Members of the administration - fresh off an undisputed victory in the negotiations - welcomed back returning employees. White House Chief of Staff Denis McDonough manned the northwest gate of the Eisenhower Executive Office Building and Vice President Biden headed to the Environmental Protection Agency with some muffins in hand to say hello to the returning 168,000 people he said were furloughed.


But there's an air of pessimism even though the crisis has ended for the moment. Asked if there was any guarantee this wouldn't happen again in just a few months, Biden said, "there's no guarantee of anything."

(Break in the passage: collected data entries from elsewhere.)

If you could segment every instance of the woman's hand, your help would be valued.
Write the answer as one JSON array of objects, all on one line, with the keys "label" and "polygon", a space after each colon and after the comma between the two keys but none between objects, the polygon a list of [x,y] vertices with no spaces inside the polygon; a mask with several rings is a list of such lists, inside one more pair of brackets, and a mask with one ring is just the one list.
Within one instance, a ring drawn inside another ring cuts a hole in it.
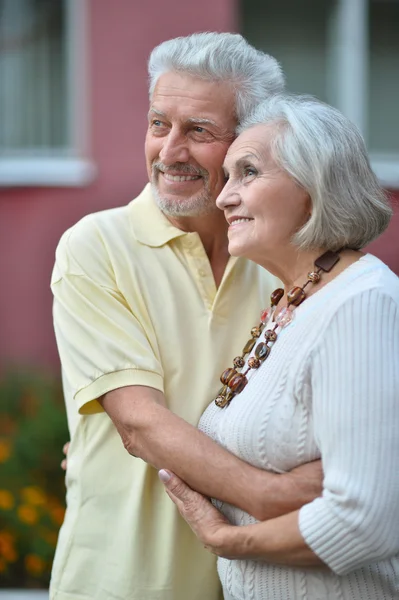
[{"label": "woman's hand", "polygon": [[235,529],[213,504],[192,490],[184,481],[170,471],[162,469],[159,478],[169,498],[176,504],[181,516],[204,547],[225,558],[234,558],[229,548],[229,533]]},{"label": "woman's hand", "polygon": [[205,548],[223,558],[253,559],[277,565],[325,566],[305,543],[298,525],[298,511],[275,519],[237,527],[198,492],[170,471],[159,478]]}]

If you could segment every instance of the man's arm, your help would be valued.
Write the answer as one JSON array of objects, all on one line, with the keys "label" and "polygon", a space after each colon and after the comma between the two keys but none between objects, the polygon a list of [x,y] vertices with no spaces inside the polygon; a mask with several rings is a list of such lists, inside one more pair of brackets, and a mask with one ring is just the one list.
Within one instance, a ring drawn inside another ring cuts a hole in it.
[{"label": "man's arm", "polygon": [[119,388],[100,403],[129,454],[173,471],[205,496],[234,504],[259,520],[292,512],[321,493],[320,461],[285,475],[257,469],[168,410],[164,395],[154,388]]}]

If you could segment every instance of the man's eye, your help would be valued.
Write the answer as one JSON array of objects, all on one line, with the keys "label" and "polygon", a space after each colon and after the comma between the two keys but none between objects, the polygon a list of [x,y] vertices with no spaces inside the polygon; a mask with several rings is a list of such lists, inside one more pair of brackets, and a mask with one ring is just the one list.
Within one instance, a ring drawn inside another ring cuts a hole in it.
[{"label": "man's eye", "polygon": [[256,174],[257,174],[257,171],[253,167],[245,167],[244,177],[253,177]]},{"label": "man's eye", "polygon": [[205,129],[197,125],[196,127],[194,127],[194,131],[196,131],[197,133],[204,133]]},{"label": "man's eye", "polygon": [[159,119],[154,119],[152,124],[155,125],[155,127],[161,127],[162,121],[160,121]]}]

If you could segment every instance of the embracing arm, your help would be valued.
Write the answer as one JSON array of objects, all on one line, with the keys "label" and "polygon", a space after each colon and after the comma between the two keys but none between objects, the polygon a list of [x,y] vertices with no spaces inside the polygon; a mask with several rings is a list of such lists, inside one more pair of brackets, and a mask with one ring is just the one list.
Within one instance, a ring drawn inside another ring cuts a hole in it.
[{"label": "embracing arm", "polygon": [[322,497],[291,514],[236,527],[206,498],[161,471],[182,516],[215,554],[295,566],[324,563],[344,575],[398,553],[397,305],[373,292],[351,299],[323,335],[313,371]]},{"label": "embracing arm", "polygon": [[296,567],[322,566],[298,527],[299,511],[254,525],[236,527],[174,473],[159,472],[166,492],[202,544],[217,556],[254,559]]},{"label": "embracing arm", "polygon": [[74,416],[77,409],[99,412],[101,403],[132,455],[167,466],[201,492],[239,503],[260,519],[317,496],[320,464],[287,475],[258,471],[165,407],[155,332],[140,298],[133,310],[115,281],[100,218],[85,219],[63,236],[52,278],[55,332]]},{"label": "embracing arm", "polygon": [[193,489],[258,519],[291,512],[320,493],[320,461],[285,475],[257,469],[168,410],[158,390],[128,386],[105,394],[100,402],[130,454],[172,470]]}]

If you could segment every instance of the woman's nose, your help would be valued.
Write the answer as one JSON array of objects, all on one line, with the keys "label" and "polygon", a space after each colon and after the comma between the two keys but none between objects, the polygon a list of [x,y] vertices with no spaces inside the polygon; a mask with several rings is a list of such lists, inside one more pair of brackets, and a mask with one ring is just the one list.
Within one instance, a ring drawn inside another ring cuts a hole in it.
[{"label": "woman's nose", "polygon": [[241,203],[241,197],[234,190],[232,181],[229,179],[216,199],[216,206],[220,210],[225,210],[228,206],[238,206]]}]

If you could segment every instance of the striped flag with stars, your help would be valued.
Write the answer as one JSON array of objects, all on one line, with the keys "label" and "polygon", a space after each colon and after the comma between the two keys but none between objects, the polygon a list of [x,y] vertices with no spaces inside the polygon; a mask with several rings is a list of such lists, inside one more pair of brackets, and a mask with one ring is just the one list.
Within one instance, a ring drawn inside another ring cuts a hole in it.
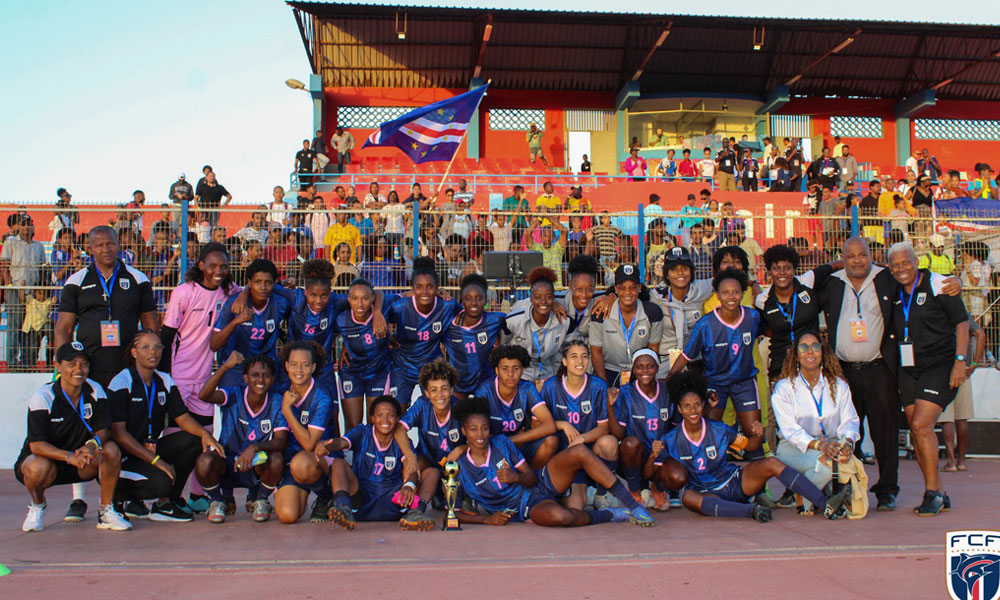
[{"label": "striped flag with stars", "polygon": [[395,146],[415,163],[451,160],[488,86],[415,108],[398,119],[386,121],[368,136],[363,147]]}]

That was certainly the attitude among federal employees who spoke to CBS News Thursday as they returned to work. "Nothing's solved. They just put it off," said federal worker Alice Welch. "We'll start all over again in January. So now we'll just save up our paychecks to be without money for stuff. Had to put off bills. Mortgages had to be delayed. I think it's ridiculous. As far as I'm concerned Congress should not get paid." Kim Cash from Woodbridge, Va., said she didn't think the conflict was over either. "It's just delayed till January. So for now I'm glad to be back at work doing what we're supposed to be doing, and hopefully we won't go through this again."

Cheryl Delamater from New Carrollton, Md., said members of Congress "need to give up their perks. They need to know what it's like to suffer without a paycheck...[to] not be able to sleep at night wondering how you're going to pay your mortgage."

"The American people I hope will come out on Election Day and tell them what they think," she said.

As EPA employees walked in, they were handed a one-page memo from EPA administrator Gina McCarthy welcoming them back and promising to ensure a smooth transition. Other notes included a directive that all government travel is cancelled until Oct. 20 and instructions to remove any "out of office" messages.

Roughly 800,000 workers were sent home on Oct. 1, but several hundred thousand were recalled midway through the shutdown, particularly Defense Department employees.

"This manufactured crisis was an unwelcome and unnecessary distraction from our critical work of keeping the country safe," said Defense Secretary Chuck Hagel in a memo to all Defense Department personnel Thursday. "I know that each of your lives has been disrupted and affected in different ways. I regret the impact that this shutdown had on so many of our civilian personnel, particularly those who I was previously unable to recall from emergency furlough."

There was one bright spot for employees returning to work: part of the legislation passed by Congress Wednesday night to end the shutdown will be paid retroactively.